The May sky is dreary today. The cold doesn’t want to go away. I sit hunched on the stool in front of our stove, which is barely kept burning with all sorts of Nazi literature. Assuming everyone is doing the same thing – and they are – Mein Kampf will go back to being a rare book, a collector’s item.

I just polished off a pan of cracklings, and am giving myself a thick spread of butter, while the widow paints a black picture of my future. I pay no attention to her. I don’t care about tomorrow. I just want to live as well as I can for now, otherwise I’ll collapse like a wet rag, given our recent way of life. My face in the mirror is round again.

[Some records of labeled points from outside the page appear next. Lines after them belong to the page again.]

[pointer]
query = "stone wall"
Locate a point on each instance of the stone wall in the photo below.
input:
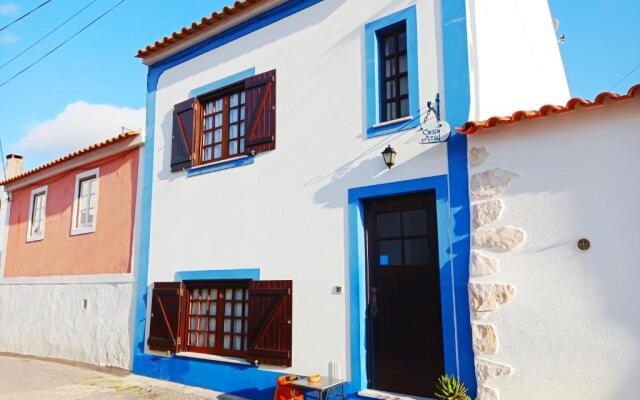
(490, 237)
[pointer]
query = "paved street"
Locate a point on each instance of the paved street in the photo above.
(25, 378)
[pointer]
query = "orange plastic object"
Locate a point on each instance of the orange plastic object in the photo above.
(285, 390)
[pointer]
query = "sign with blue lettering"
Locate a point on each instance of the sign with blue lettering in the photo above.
(432, 128)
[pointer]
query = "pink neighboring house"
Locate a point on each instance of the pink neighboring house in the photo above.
(75, 215)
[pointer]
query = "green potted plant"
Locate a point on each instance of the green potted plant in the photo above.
(449, 387)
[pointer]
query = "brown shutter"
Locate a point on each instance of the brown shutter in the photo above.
(260, 92)
(270, 323)
(184, 123)
(166, 307)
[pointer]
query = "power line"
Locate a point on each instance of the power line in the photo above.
(25, 15)
(47, 35)
(625, 77)
(61, 44)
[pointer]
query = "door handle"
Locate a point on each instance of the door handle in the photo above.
(373, 306)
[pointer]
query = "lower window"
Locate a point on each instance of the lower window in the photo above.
(235, 318)
(217, 318)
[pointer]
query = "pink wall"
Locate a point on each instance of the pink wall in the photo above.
(105, 251)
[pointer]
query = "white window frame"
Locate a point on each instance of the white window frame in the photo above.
(75, 230)
(41, 190)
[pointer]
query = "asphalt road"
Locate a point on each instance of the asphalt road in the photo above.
(26, 378)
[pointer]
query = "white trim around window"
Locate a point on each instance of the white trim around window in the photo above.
(85, 200)
(37, 214)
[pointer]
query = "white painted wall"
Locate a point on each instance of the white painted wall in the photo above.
(514, 59)
(286, 214)
(571, 331)
(48, 320)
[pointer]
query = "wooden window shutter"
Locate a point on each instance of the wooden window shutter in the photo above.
(182, 135)
(260, 92)
(166, 309)
(270, 323)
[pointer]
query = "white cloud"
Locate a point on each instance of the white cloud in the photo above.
(8, 9)
(8, 38)
(79, 125)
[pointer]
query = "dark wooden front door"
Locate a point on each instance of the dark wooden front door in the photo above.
(404, 322)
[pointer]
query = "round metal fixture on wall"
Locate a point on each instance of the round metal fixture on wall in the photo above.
(583, 244)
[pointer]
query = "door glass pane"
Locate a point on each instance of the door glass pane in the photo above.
(389, 225)
(416, 251)
(402, 41)
(389, 68)
(390, 252)
(233, 131)
(390, 89)
(414, 222)
(391, 111)
(389, 45)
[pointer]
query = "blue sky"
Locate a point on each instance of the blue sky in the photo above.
(69, 99)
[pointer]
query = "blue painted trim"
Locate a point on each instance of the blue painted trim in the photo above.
(260, 21)
(205, 169)
(357, 268)
(214, 274)
(373, 71)
(231, 79)
(457, 101)
(254, 383)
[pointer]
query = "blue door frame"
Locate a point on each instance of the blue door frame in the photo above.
(457, 352)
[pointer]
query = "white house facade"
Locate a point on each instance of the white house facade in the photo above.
(274, 238)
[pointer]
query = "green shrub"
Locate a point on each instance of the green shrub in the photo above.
(449, 387)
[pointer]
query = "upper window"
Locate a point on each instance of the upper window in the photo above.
(37, 214)
(223, 126)
(392, 87)
(85, 203)
(394, 74)
(234, 120)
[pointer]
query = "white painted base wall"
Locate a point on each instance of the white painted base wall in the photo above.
(48, 320)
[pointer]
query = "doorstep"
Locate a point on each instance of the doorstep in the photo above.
(378, 394)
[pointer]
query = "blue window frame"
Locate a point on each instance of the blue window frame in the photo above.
(400, 30)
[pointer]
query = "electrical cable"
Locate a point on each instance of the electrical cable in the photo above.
(61, 44)
(32, 45)
(25, 15)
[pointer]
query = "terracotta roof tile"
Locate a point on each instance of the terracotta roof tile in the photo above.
(198, 26)
(70, 156)
(472, 127)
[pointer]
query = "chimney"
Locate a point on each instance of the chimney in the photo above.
(14, 165)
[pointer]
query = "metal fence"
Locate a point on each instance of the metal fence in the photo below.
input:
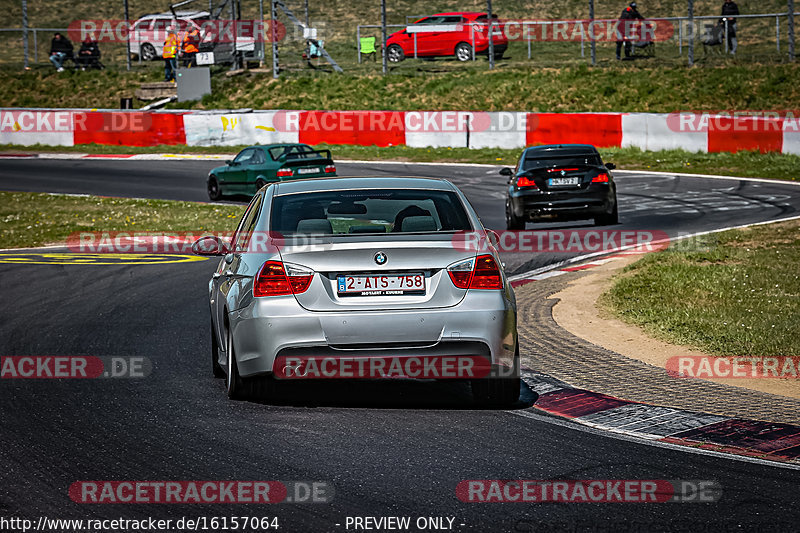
(763, 35)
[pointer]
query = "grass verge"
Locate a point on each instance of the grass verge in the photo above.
(33, 219)
(742, 164)
(577, 88)
(740, 297)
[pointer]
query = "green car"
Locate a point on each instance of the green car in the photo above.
(255, 166)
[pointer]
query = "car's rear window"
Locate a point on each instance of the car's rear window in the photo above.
(359, 211)
(297, 151)
(571, 160)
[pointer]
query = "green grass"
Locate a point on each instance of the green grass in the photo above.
(742, 164)
(624, 88)
(739, 298)
(33, 219)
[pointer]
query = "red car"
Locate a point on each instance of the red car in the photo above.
(447, 34)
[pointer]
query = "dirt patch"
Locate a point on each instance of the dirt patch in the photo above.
(578, 313)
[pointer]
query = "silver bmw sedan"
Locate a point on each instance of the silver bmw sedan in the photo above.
(362, 278)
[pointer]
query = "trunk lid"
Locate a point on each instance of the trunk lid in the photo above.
(336, 259)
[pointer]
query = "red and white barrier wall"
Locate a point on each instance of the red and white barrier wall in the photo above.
(694, 132)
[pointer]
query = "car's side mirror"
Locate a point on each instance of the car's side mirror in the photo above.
(210, 245)
(494, 237)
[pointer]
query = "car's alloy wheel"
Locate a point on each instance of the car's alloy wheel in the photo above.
(214, 191)
(513, 222)
(463, 52)
(395, 54)
(216, 369)
(148, 52)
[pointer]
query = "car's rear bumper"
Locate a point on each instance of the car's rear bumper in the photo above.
(578, 205)
(482, 325)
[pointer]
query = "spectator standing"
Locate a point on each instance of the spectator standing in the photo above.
(629, 13)
(729, 9)
(191, 45)
(170, 53)
(89, 54)
(60, 51)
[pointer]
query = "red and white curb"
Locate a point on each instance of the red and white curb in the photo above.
(767, 441)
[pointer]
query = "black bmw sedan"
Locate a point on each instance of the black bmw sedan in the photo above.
(560, 182)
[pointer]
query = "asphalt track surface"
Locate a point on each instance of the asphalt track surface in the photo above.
(388, 448)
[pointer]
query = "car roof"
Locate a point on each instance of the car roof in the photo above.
(549, 150)
(276, 145)
(462, 13)
(179, 14)
(366, 182)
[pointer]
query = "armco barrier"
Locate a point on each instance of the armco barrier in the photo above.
(600, 129)
(473, 129)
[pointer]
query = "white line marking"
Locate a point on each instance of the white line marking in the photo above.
(707, 176)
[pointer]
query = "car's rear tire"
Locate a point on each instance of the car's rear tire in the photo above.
(395, 54)
(148, 52)
(607, 219)
(216, 369)
(513, 222)
(463, 52)
(237, 388)
(214, 190)
(498, 391)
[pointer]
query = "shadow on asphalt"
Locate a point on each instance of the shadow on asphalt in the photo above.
(382, 394)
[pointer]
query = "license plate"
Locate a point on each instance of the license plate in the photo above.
(381, 285)
(555, 182)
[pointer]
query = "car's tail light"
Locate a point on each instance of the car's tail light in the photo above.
(479, 273)
(278, 279)
(461, 273)
(487, 274)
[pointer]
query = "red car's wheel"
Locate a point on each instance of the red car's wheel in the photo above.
(395, 54)
(463, 52)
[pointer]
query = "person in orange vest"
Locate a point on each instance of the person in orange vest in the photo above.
(191, 44)
(170, 53)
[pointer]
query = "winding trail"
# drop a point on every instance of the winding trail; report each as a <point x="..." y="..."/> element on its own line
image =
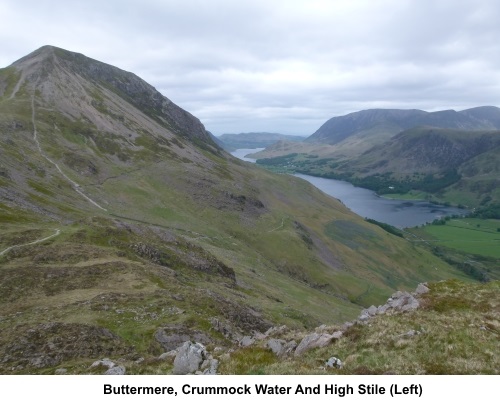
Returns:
<point x="75" y="185"/>
<point x="58" y="231"/>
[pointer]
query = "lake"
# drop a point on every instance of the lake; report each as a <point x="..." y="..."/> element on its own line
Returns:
<point x="241" y="153"/>
<point x="366" y="203"/>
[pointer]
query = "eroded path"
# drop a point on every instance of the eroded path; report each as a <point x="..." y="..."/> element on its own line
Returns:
<point x="58" y="231"/>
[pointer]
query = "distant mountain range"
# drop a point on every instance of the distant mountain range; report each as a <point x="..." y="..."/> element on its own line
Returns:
<point x="450" y="155"/>
<point x="385" y="123"/>
<point x="252" y="140"/>
<point x="126" y="230"/>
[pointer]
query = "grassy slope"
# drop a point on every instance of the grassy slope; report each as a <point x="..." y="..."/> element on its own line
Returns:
<point x="457" y="329"/>
<point x="294" y="250"/>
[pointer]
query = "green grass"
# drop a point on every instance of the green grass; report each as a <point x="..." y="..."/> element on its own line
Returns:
<point x="469" y="235"/>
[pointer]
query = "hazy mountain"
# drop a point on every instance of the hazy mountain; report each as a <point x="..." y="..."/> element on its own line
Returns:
<point x="251" y="140"/>
<point x="125" y="227"/>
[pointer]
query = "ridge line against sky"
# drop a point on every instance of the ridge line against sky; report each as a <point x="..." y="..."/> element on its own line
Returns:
<point x="280" y="66"/>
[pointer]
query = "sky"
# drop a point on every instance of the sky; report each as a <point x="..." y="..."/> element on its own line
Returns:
<point x="275" y="65"/>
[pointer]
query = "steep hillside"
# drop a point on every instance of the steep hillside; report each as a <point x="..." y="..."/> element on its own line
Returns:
<point x="124" y="225"/>
<point x="383" y="124"/>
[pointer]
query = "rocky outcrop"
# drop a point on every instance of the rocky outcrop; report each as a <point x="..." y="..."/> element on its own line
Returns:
<point x="398" y="302"/>
<point x="189" y="358"/>
<point x="171" y="337"/>
<point x="316" y="340"/>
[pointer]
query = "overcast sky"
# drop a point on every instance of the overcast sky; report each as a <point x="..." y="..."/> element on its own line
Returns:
<point x="276" y="65"/>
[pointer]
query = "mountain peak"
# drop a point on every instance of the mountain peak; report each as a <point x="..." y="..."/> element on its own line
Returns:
<point x="62" y="78"/>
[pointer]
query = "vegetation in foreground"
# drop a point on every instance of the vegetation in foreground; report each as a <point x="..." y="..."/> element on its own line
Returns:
<point x="456" y="331"/>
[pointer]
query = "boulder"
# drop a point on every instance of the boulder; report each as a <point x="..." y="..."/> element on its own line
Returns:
<point x="422" y="289"/>
<point x="189" y="358"/>
<point x="333" y="362"/>
<point x="313" y="341"/>
<point x="277" y="346"/>
<point x="168" y="355"/>
<point x="117" y="370"/>
<point x="246" y="341"/>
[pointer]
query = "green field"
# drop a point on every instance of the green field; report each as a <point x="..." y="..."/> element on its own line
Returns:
<point x="469" y="235"/>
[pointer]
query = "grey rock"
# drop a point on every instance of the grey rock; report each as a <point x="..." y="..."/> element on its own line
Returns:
<point x="338" y="334"/>
<point x="313" y="341"/>
<point x="372" y="310"/>
<point x="212" y="367"/>
<point x="364" y="317"/>
<point x="104" y="362"/>
<point x="290" y="347"/>
<point x="189" y="358"/>
<point x="382" y="309"/>
<point x="225" y="357"/>
<point x="333" y="362"/>
<point x="422" y="289"/>
<point x="117" y="370"/>
<point x="173" y="336"/>
<point x="277" y="346"/>
<point x="246" y="341"/>
<point x="347" y="325"/>
<point x="168" y="355"/>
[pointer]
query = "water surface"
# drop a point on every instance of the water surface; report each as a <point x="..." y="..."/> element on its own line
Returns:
<point x="366" y="203"/>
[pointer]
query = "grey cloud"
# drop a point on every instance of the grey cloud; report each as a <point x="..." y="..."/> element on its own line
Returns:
<point x="279" y="66"/>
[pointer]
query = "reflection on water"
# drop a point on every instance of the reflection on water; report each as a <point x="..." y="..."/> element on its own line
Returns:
<point x="364" y="202"/>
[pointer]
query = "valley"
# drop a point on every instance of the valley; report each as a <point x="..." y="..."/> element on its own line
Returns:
<point x="126" y="230"/>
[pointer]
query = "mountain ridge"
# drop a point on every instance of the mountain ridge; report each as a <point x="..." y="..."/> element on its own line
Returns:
<point x="388" y="122"/>
<point x="190" y="238"/>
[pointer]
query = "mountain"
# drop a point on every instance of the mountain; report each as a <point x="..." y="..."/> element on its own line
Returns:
<point x="385" y="123"/>
<point x="252" y="140"/>
<point x="127" y="231"/>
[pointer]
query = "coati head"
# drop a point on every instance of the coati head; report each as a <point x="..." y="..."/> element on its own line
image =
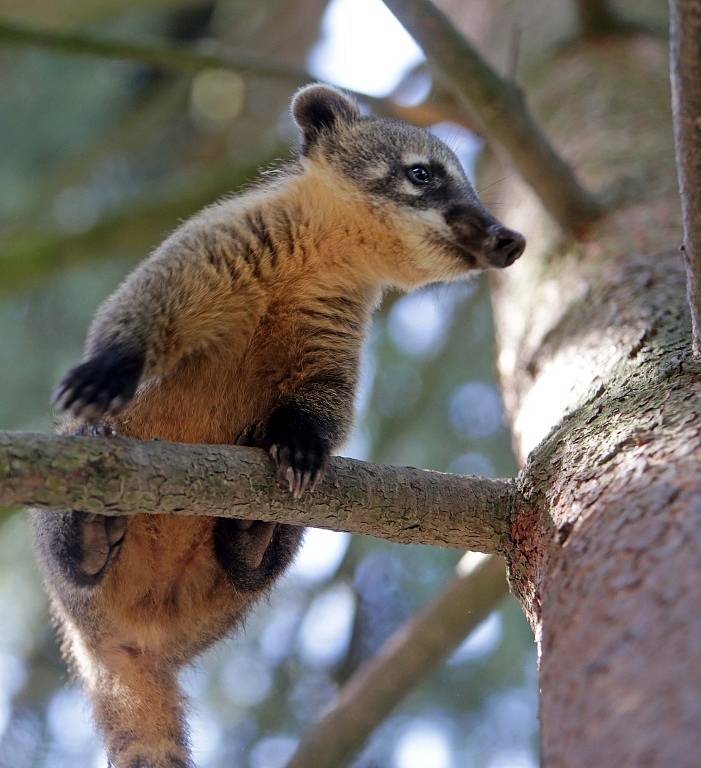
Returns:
<point x="414" y="183"/>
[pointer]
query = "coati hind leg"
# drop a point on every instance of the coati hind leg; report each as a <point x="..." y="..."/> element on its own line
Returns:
<point x="254" y="553"/>
<point x="138" y="707"/>
<point x="78" y="545"/>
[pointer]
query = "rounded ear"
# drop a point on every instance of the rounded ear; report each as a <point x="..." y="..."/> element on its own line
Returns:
<point x="317" y="108"/>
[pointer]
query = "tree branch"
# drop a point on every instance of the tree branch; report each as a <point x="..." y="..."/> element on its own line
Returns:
<point x="153" y="54"/>
<point x="501" y="107"/>
<point x="119" y="476"/>
<point x="596" y="18"/>
<point x="685" y="62"/>
<point x="408" y="656"/>
<point x="186" y="59"/>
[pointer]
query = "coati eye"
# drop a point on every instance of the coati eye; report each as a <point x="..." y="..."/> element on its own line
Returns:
<point x="419" y="174"/>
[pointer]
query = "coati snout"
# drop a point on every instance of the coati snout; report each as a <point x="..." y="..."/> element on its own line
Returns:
<point x="483" y="238"/>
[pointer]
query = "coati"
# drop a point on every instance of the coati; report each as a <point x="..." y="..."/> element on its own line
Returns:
<point x="245" y="326"/>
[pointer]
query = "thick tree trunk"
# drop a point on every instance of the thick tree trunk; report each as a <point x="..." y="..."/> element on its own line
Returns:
<point x="604" y="396"/>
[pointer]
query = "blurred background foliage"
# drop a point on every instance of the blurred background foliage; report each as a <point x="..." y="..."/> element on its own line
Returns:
<point x="101" y="159"/>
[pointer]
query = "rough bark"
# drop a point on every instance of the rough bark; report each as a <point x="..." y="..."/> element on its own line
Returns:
<point x="603" y="395"/>
<point x="685" y="38"/>
<point x="118" y="476"/>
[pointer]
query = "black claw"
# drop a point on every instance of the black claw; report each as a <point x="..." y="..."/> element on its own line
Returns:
<point x="104" y="383"/>
<point x="297" y="446"/>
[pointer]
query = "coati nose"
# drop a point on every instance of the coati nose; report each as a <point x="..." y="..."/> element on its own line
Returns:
<point x="503" y="246"/>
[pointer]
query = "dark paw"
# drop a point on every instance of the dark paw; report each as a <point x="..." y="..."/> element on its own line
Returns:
<point x="103" y="384"/>
<point x="299" y="450"/>
<point x="254" y="553"/>
<point x="92" y="544"/>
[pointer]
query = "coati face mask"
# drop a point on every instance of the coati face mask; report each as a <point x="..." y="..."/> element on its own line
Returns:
<point x="414" y="181"/>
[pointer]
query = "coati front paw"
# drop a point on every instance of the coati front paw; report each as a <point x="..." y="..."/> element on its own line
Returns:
<point x="89" y="543"/>
<point x="297" y="446"/>
<point x="103" y="384"/>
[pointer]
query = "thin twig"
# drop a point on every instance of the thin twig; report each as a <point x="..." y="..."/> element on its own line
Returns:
<point x="404" y="660"/>
<point x="500" y="106"/>
<point x="596" y="18"/>
<point x="181" y="58"/>
<point x="153" y="53"/>
<point x="119" y="476"/>
<point x="685" y="63"/>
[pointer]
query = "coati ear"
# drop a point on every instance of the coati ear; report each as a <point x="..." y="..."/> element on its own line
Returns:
<point x="317" y="108"/>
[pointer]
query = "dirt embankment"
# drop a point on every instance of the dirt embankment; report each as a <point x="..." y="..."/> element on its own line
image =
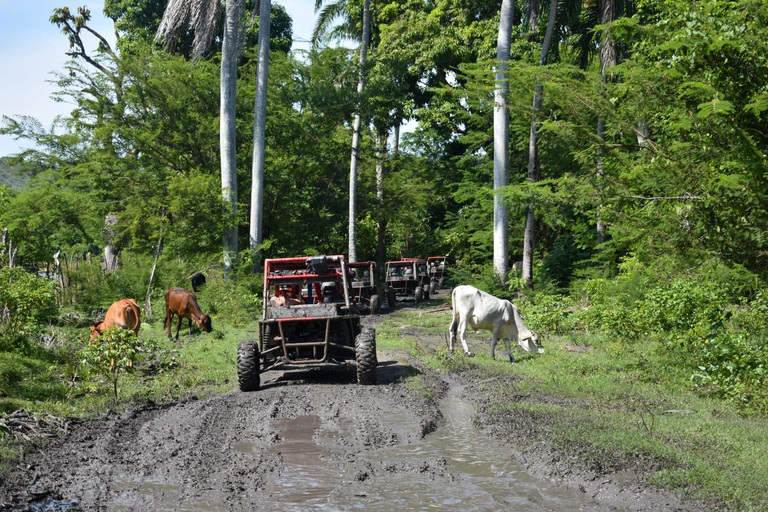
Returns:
<point x="231" y="452"/>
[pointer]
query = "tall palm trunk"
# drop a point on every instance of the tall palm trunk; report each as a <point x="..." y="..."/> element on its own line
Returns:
<point x="259" y="130"/>
<point x="229" y="54"/>
<point x="381" y="155"/>
<point x="533" y="152"/>
<point x="353" y="165"/>
<point x="501" y="143"/>
<point x="608" y="59"/>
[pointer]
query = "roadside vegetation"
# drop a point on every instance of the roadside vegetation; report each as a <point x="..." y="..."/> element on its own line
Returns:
<point x="638" y="207"/>
<point x="663" y="406"/>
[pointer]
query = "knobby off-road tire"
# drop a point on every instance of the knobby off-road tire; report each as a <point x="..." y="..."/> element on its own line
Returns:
<point x="391" y="298"/>
<point x="365" y="356"/>
<point x="375" y="305"/>
<point x="248" y="366"/>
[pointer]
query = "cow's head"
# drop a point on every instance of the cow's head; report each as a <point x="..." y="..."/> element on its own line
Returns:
<point x="205" y="323"/>
<point x="531" y="343"/>
<point x="526" y="338"/>
<point x="95" y="329"/>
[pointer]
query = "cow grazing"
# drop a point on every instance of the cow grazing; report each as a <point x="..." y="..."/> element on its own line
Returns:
<point x="482" y="311"/>
<point x="183" y="303"/>
<point x="198" y="280"/>
<point x="124" y="314"/>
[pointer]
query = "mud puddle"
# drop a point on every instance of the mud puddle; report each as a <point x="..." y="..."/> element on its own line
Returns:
<point x="456" y="467"/>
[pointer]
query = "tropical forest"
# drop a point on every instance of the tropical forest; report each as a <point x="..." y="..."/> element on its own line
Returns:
<point x="603" y="164"/>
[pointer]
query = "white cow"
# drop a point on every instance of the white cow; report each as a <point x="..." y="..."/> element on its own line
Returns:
<point x="482" y="311"/>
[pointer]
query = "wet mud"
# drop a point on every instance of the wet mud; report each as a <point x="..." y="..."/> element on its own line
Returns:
<point x="308" y="440"/>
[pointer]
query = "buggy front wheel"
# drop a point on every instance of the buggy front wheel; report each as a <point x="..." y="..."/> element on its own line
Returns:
<point x="365" y="356"/>
<point x="248" y="366"/>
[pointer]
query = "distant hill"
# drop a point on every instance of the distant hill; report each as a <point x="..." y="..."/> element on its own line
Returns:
<point x="11" y="177"/>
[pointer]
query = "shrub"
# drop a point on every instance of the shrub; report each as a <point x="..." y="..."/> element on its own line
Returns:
<point x="26" y="302"/>
<point x="114" y="352"/>
<point x="734" y="367"/>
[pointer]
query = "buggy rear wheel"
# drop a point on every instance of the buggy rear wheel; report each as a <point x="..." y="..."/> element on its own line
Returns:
<point x="375" y="306"/>
<point x="391" y="298"/>
<point x="365" y="356"/>
<point x="248" y="366"/>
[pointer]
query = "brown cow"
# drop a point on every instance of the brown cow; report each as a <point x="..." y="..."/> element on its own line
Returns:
<point x="124" y="314"/>
<point x="182" y="302"/>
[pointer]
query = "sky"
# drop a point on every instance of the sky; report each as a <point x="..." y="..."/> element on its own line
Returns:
<point x="31" y="48"/>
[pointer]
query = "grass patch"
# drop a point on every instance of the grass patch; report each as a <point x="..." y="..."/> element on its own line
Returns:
<point x="52" y="382"/>
<point x="616" y="406"/>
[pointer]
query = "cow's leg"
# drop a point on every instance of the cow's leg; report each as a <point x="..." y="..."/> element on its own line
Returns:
<point x="463" y="335"/>
<point x="168" y="320"/>
<point x="494" y="339"/>
<point x="508" y="346"/>
<point x="452" y="332"/>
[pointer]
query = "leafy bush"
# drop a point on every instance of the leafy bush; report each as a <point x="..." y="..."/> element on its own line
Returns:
<point x="114" y="352"/>
<point x="735" y="367"/>
<point x="26" y="302"/>
<point x="235" y="303"/>
<point x="545" y="313"/>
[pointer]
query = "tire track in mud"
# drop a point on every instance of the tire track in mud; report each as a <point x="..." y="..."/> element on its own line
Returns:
<point x="219" y="453"/>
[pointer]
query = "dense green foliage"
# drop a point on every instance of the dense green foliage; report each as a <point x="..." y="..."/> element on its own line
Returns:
<point x="680" y="175"/>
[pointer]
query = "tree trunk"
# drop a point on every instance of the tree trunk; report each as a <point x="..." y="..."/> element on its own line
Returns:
<point x="229" y="55"/>
<point x="147" y="298"/>
<point x="259" y="132"/>
<point x="353" y="165"/>
<point x="608" y="59"/>
<point x="533" y="152"/>
<point x="110" y="257"/>
<point x="501" y="143"/>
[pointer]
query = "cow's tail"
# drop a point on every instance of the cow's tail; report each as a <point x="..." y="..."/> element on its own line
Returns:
<point x="454" y="320"/>
<point x="128" y="313"/>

Today the three of us discussed the future. In his mind Herr Pauli is already settling back at his desk at the metal works; he forecasts a huge upturn in the economy with the help of our conquerors. The widow wonders whether she could land a job there herself as a cook, in the factory cafeteria; she’s pessimistic about the modest annuity from her deceased husband’s insurance, and is afraid she’ll have to look for work. And me? Well, at least I’ve studied a number of things; I’m sure I’ll find something. I’m not afraid. I’ll just sail blindly ahead, trusting my little ship to the currents of the times; up to now it’s always managed to carry me to green shores. But our country is despondent, our people are in pain. We’ve been led by criminals and gamblers, and we’ve let them lead us like sheep to the slaughter. And now the people are miserable, smouldering with hate. ‘No tree is high enough for him,’ I heard someone say of Adolf this morning at the pump.

A number of men showed up in the afternoon, German men this time, from our own building. It felt very strange, once again being around men you don’t have the slightest reason to fear, men you don’t have to constantly gauge or be on guard against or keep an eye on. They recounted the saga of the bookseller that is now echoing throughout the building, the tale of how this Bavarian, a gnarled stump of a man, really and truly yelled at a Russian. It all happened right outside the couple’s door, when an Ivan grabbed the bookseller’s wife as she was coming back with water. (She won’t let her husband go to the pump because he was in the party) The woman shrieked, and her husband came running out of the apartment, making straight for the Ivan and shouting, ‘You damned bastard! You prick!’ As the saga has it, the Russian piped down, shrivelled up and backed off. So it can be after all. The Russian’s barbarian-animal instinct must have told him that the bookseller was capable of anything at that moment, that his rage had blinded him to all consequences – so the soldier simply relinquished his booty.

It’s the first time I’ve heard of one of our men responding with that kind of red-eyed wrath. Most of them are reasonable – they react with their heads, they’re worried about saving their own skins, and their wives fully support them in this. No man loses face for relinquishing a woman to the victors, be it his wife or his neighbour’s. On the contrary, they would be censured if they provoked the Russians by resisting. But that still leaves something unresolved. I’m convinced that this particular woman will never forget her husband’s fit of courage, or perhaps you could say it was love. And you can hear the respect in the way the men tell the story, too.

But they didn’t come just for conversation, they’ve made themselves useful. They’d brought a few boards, which they sawed off size on the kitchen table and nailed up diagonally across the jambs of the back door. They had to work quickly so as not to get caught by some Russian. As payment we handed out cigars from the ample supply the major brought yesterday. We really are quite rich.

After the entire doorframe was boarded up, a Russian appeared on the back stairs. He kicked hard at the boards, tried to break in, but without success. That was a relief. Now we won’t have strangers barging in night and day. Of course, they also come to the front door, but that has a good lock and is made of solid wood. As it is, most of the people who know us call up from outside, just to reassure us: ‘Zdyes’ Andrei’ means that it’s Andrei. And the major and I have worked out a special knock.